We take the following steps progressively to optimize the inference performance of our MoE solution:

    • Improve device-level utilization by avoiding host and device synchronization.
    • Reduce wasted resources by removing paddings or avoiding processing paddings.
    • Reduce kernel launch and I/O overhead by aggressive kernel fusion.
    • Improve computation and memory efficiency by various kernel optimizations, pushing performance towards hardware limits.
    • Improve hardware component level utilization by concurrent execution of computation, memory traffic, or network traffic heavy kernels, but avoiding undesirable contention at the same time.

Single Host Serving

We benchmarked the single-host serving performance of Llama 4 Maverick and Llama 4 Scout with our internal MetaShuffling-based MoE inference stack using 1000 requests with random prompts. To compare against openly available data from vLLM and SGLang, we adopted the same experiment setup (i.e., Maverick with FP8, Scout with BF16, on a 8xH100 host with maximum batch size 64). Our setup used H100 80GB SMX5 HBM3 700W SKUs, Python 3.12, and CUDA 12.8.  We open sourced all computation kernels used in the MetaShuffling MoE inference stack on FBGEMM and an example implementation of MetaShuffling as a reference.

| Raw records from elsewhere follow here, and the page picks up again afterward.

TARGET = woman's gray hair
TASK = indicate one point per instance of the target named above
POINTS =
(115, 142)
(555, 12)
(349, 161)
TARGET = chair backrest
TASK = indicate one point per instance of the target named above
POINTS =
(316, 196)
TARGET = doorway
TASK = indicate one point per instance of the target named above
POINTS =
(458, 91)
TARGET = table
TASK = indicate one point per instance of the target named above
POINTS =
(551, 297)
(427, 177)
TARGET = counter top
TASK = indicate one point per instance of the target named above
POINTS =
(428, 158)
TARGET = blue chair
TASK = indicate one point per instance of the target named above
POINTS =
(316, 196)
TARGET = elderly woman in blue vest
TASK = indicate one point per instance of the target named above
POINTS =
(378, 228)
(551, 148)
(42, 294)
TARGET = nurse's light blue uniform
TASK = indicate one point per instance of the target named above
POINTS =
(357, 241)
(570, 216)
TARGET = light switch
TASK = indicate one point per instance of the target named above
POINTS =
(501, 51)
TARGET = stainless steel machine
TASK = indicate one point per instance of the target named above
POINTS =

To keep the best accuracy, we benchmarked Llama 4 Maverick with FP8 precision on routed experts. BF16 precision on attention linear, attention, shared experts, router, and KV cache.

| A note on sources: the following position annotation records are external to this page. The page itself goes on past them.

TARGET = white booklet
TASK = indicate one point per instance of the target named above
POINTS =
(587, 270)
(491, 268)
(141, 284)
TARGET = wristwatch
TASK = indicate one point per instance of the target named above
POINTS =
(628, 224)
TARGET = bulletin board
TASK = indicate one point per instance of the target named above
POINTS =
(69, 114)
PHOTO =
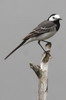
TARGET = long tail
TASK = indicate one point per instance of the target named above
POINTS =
(15, 49)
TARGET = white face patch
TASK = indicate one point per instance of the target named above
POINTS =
(54, 17)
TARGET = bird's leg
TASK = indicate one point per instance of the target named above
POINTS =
(41, 45)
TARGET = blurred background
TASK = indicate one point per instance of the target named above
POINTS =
(17, 19)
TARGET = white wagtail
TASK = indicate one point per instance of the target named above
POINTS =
(43, 31)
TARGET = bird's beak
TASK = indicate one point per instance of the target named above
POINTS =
(60, 19)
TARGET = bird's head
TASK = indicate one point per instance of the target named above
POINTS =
(54, 17)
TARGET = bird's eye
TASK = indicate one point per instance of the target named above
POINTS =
(53, 17)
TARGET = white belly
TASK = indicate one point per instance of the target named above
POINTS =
(41, 37)
(46, 35)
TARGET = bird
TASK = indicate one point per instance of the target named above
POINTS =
(43, 31)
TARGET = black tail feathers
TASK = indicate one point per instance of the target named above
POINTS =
(15, 49)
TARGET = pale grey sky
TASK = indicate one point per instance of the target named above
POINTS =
(17, 19)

To match external benchmark numbers, we benchmarked Llama 4 Scout with BF16 precision on all linear layers (attention linear, shared experts, router, and routed experts), attention, and KV cache.

Disclaimer: Here we use datapoints released from official channels as a reference. However, as all inference frameworks are rapidly evolving, they might already be outdated at the time of publication. We hope the community can continuously break records in improving the efficiency of serving Llama 4 models.

Acknowledgement

We would like to thank Jing Zhang, Ying Zhang, and Manman Ren for providing technical review and guidance.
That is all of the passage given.